The FARC killed at least 11 soldiers in a mid-March attack in Arauca near the Venezuelan border and the military responded with two precision bombings on rebel camps that killed more than 60 insurgents.
The rebels have in recent years suffered their worst setbacks ever, beginning when Santos was defense minister from 2006-2009 and thanks to billions in U.S. military assistance and training.
Their main source of funding is the cocaine trade and military pressure has made holding kidnap victims increasingly difficult for the FARC.
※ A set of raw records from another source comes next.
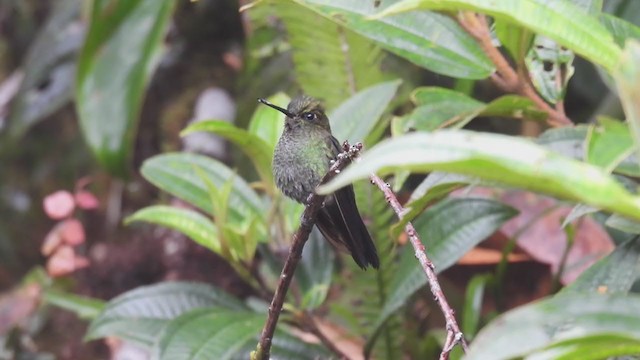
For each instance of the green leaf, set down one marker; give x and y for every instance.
(205, 334)
(435, 107)
(435, 187)
(511, 161)
(49, 68)
(561, 21)
(627, 77)
(595, 347)
(314, 273)
(613, 274)
(567, 141)
(448, 230)
(433, 41)
(354, 119)
(440, 107)
(119, 55)
(536, 326)
(179, 175)
(195, 225)
(473, 304)
(258, 151)
(84, 307)
(268, 124)
(140, 315)
(619, 28)
(623, 224)
(514, 38)
(608, 144)
(320, 47)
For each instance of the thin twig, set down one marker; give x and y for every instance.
(300, 237)
(506, 77)
(454, 335)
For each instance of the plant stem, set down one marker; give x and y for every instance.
(454, 335)
(300, 237)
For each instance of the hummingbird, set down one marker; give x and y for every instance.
(302, 157)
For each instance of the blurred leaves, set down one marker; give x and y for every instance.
(257, 149)
(119, 55)
(614, 274)
(354, 119)
(508, 160)
(561, 21)
(609, 144)
(627, 77)
(208, 334)
(178, 174)
(196, 226)
(433, 41)
(324, 50)
(440, 107)
(448, 230)
(140, 315)
(550, 68)
(49, 68)
(553, 322)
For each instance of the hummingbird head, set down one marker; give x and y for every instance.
(303, 111)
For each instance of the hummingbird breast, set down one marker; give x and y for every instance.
(299, 163)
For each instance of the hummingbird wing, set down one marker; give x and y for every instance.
(339, 222)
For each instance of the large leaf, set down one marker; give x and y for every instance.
(559, 20)
(268, 124)
(440, 107)
(533, 327)
(550, 67)
(608, 144)
(180, 175)
(120, 53)
(257, 149)
(84, 307)
(615, 273)
(448, 230)
(356, 117)
(627, 76)
(509, 160)
(433, 41)
(216, 333)
(205, 334)
(48, 68)
(574, 142)
(140, 315)
(193, 224)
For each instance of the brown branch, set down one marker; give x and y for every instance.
(506, 78)
(314, 203)
(454, 335)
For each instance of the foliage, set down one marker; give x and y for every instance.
(351, 53)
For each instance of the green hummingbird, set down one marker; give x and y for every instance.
(302, 157)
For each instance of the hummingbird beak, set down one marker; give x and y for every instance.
(282, 110)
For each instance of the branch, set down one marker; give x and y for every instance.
(308, 219)
(506, 78)
(454, 335)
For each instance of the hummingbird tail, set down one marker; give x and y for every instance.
(340, 223)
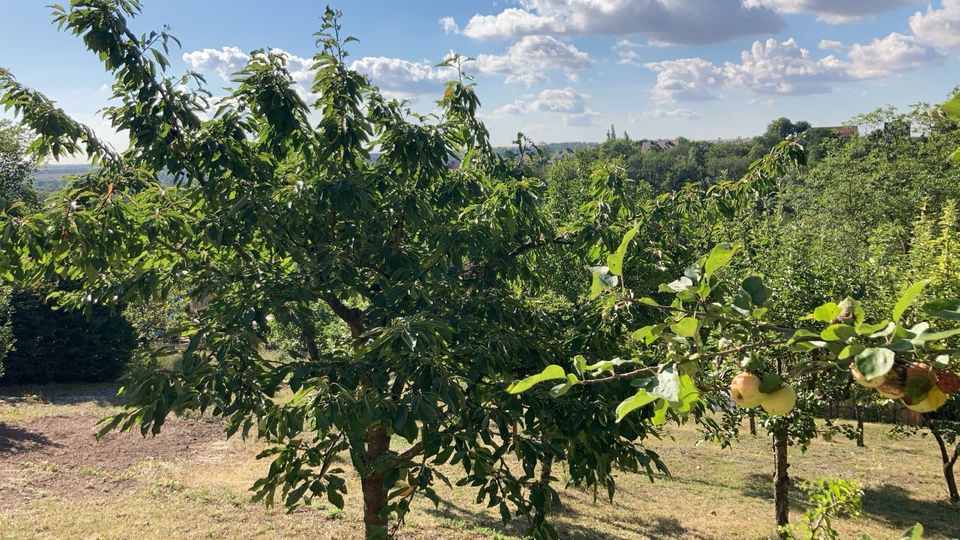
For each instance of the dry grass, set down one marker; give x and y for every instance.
(712, 493)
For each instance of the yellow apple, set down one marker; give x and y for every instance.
(862, 380)
(933, 400)
(745, 390)
(780, 402)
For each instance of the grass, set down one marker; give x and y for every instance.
(712, 493)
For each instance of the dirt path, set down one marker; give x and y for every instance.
(58, 456)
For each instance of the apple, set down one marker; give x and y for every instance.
(948, 382)
(933, 400)
(893, 386)
(862, 380)
(780, 402)
(745, 390)
(917, 370)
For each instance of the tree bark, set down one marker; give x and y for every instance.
(948, 463)
(781, 480)
(546, 470)
(374, 494)
(859, 413)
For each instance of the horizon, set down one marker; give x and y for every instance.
(557, 70)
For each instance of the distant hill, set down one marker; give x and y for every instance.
(50, 178)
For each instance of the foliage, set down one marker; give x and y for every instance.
(432, 271)
(829, 498)
(59, 345)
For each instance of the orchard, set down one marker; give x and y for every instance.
(453, 347)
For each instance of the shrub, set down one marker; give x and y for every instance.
(55, 345)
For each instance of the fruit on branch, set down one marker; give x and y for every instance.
(931, 401)
(745, 390)
(948, 382)
(894, 385)
(780, 402)
(862, 380)
(920, 378)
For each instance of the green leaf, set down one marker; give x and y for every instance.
(952, 108)
(632, 403)
(943, 309)
(907, 296)
(759, 293)
(838, 332)
(864, 329)
(549, 373)
(686, 327)
(719, 257)
(771, 383)
(915, 533)
(875, 362)
(647, 334)
(615, 260)
(825, 313)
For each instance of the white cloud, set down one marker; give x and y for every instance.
(938, 27)
(663, 113)
(224, 62)
(785, 68)
(833, 11)
(666, 21)
(530, 59)
(449, 25)
(831, 45)
(688, 79)
(402, 78)
(627, 52)
(777, 67)
(567, 102)
(890, 55)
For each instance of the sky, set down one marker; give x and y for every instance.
(557, 70)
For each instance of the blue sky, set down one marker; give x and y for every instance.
(558, 70)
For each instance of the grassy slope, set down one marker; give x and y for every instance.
(713, 493)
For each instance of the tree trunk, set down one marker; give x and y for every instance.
(781, 480)
(546, 470)
(859, 412)
(948, 463)
(374, 494)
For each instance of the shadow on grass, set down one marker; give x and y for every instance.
(632, 528)
(15, 439)
(892, 504)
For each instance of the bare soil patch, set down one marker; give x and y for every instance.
(58, 456)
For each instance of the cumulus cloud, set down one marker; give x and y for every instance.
(224, 62)
(664, 113)
(665, 21)
(777, 67)
(627, 51)
(938, 27)
(833, 11)
(532, 58)
(785, 68)
(887, 56)
(567, 102)
(687, 79)
(402, 78)
(831, 45)
(449, 25)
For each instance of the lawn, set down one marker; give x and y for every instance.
(189, 482)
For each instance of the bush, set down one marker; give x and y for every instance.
(54, 345)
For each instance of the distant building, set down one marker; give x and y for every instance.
(844, 132)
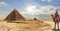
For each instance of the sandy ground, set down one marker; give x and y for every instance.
(26, 26)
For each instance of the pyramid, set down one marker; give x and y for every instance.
(35, 19)
(14, 15)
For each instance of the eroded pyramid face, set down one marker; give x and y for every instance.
(14, 15)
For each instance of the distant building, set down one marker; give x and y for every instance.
(14, 15)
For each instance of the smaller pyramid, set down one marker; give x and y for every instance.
(14, 15)
(34, 19)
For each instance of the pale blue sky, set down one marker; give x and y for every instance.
(20, 5)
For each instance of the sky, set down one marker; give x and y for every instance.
(30, 8)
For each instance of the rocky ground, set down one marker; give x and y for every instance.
(25, 26)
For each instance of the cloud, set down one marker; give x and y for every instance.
(47, 0)
(3, 4)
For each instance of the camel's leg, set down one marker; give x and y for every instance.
(58, 25)
(55, 25)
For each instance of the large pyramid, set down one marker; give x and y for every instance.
(14, 15)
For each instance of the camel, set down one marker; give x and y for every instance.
(56, 19)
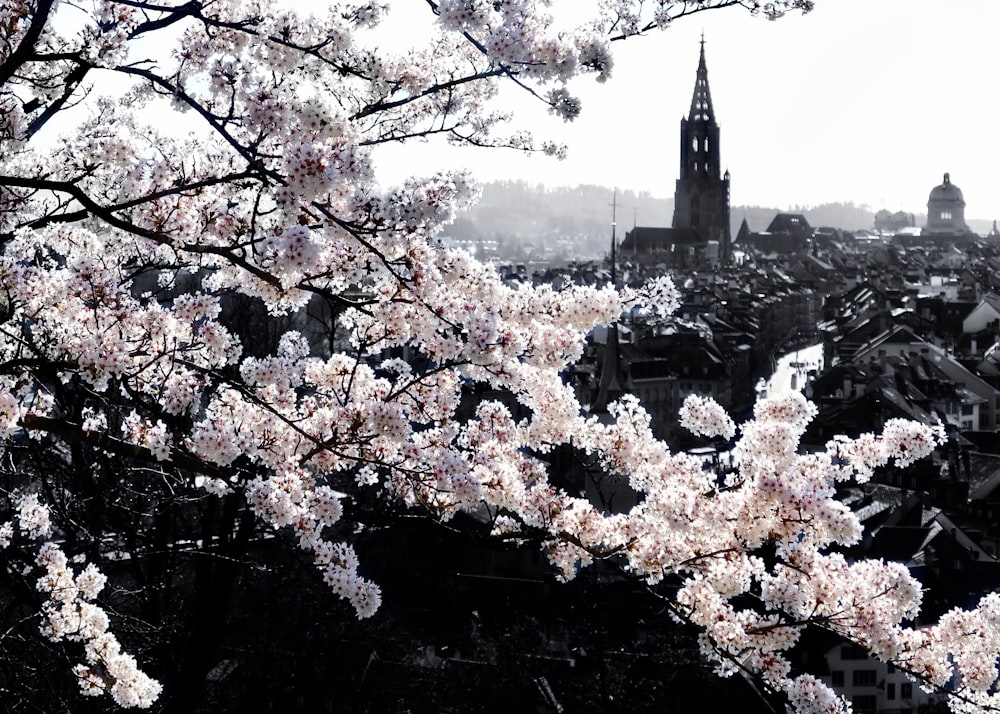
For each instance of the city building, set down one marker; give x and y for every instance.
(946, 210)
(700, 232)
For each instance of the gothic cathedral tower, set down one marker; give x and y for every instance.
(701, 198)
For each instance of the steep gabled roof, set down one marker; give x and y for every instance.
(793, 223)
(643, 239)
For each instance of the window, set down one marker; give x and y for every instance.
(851, 652)
(863, 678)
(865, 703)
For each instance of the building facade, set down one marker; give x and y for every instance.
(701, 194)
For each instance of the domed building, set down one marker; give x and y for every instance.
(946, 210)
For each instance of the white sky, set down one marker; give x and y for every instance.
(869, 101)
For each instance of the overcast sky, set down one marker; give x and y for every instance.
(869, 101)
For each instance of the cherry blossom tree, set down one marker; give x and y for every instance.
(209, 297)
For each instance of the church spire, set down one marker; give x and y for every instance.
(701, 100)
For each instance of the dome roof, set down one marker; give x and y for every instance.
(947, 192)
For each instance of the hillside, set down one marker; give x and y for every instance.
(532, 220)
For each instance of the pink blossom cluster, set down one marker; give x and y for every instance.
(71, 613)
(127, 237)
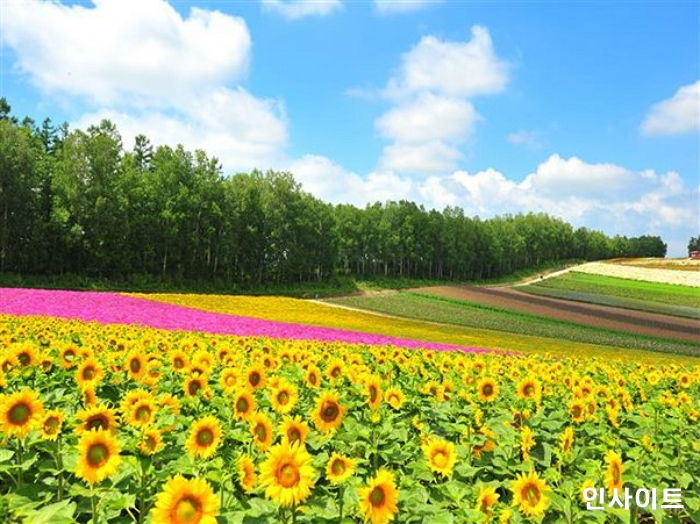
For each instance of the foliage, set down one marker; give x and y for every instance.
(507, 421)
(82, 202)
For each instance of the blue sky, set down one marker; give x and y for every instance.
(585, 110)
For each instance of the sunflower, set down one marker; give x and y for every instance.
(313, 376)
(20, 413)
(255, 377)
(97, 417)
(339, 468)
(378, 500)
(529, 492)
(135, 364)
(89, 373)
(284, 397)
(26, 355)
(374, 392)
(287, 474)
(151, 441)
(204, 437)
(487, 390)
(294, 430)
(527, 441)
(328, 414)
(51, 424)
(440, 454)
(98, 456)
(194, 385)
(179, 360)
(335, 369)
(142, 412)
(395, 398)
(577, 410)
(185, 501)
(261, 428)
(243, 405)
(68, 356)
(486, 500)
(529, 388)
(246, 473)
(228, 379)
(566, 440)
(613, 475)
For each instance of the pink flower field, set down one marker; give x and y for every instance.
(113, 308)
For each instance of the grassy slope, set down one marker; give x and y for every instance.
(634, 294)
(464, 313)
(313, 313)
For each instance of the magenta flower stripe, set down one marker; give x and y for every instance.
(113, 308)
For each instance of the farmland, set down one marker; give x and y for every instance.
(621, 292)
(119, 421)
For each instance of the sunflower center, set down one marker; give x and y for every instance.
(440, 458)
(97, 454)
(205, 437)
(338, 467)
(51, 425)
(531, 494)
(187, 509)
(19, 414)
(97, 422)
(376, 497)
(288, 475)
(294, 434)
(193, 387)
(143, 413)
(329, 412)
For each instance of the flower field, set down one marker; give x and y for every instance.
(127, 423)
(650, 273)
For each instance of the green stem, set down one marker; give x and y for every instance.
(93, 503)
(59, 466)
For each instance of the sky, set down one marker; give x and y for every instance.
(588, 111)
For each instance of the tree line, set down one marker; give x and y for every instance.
(79, 202)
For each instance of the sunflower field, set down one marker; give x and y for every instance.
(125, 423)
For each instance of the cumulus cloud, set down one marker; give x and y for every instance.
(461, 69)
(529, 139)
(402, 6)
(676, 115)
(296, 9)
(140, 63)
(431, 114)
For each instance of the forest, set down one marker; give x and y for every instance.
(82, 202)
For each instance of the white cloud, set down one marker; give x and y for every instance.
(529, 139)
(402, 6)
(676, 115)
(460, 69)
(331, 182)
(151, 71)
(242, 131)
(431, 115)
(141, 50)
(296, 9)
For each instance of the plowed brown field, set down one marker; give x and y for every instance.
(609, 317)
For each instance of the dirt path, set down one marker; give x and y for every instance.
(609, 317)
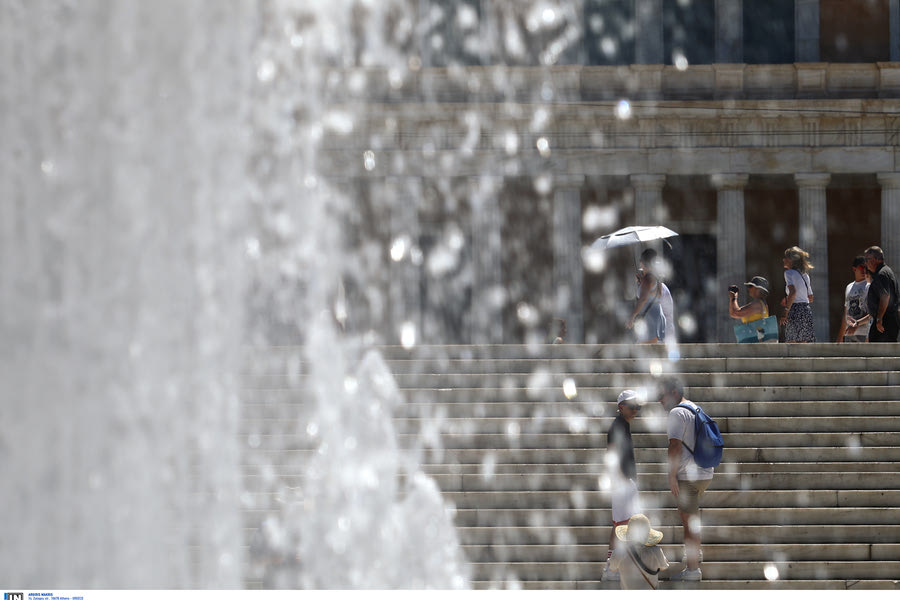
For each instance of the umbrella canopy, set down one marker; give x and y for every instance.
(632, 235)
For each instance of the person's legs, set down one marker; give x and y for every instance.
(689, 510)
Monday's mission was brokered by leftist former Sen. Piedad Córdoba, a friend of Venezuelan President Hugo Chávez who has served as a go-between in the release of 20 FARC hostages since January 2008.
The FARC has only publicly acknowledged holding captives it considered "exchangeable:" police, soldiers or politicians it held for political leverage, hoping to swap them for imprisoned rebels.
It held scores of such prisoners in the late 1990s when it controlled about half the countryside but gradually released them all, never obtaining the hoped-for exchange.
Some captives were rescued. Franco-Colombian presidential candidate Ingrid Betancourt and three U.S. military contractors in 2008 were freed in a bold ruse involving Colombian soldiers posing as members of a phony international humanitarian group. But others, at least 25, died in captivity, many killed by FARC insurgents when rescuers real or imagined neared.
Among those in attendance for Monday's release was Rigoberta Menchú, the Guatemalan rights activist who won the 1992 Nobel Peace prize.
She said it is now time for Colombia's government to respond to the FARC's gesture with its own display of political willingness to attain peace.
But analysts caution that peace talks, even back-channel negotiations, could be a long time coming.
Many don't believe they could happen before 2014 presidential elections.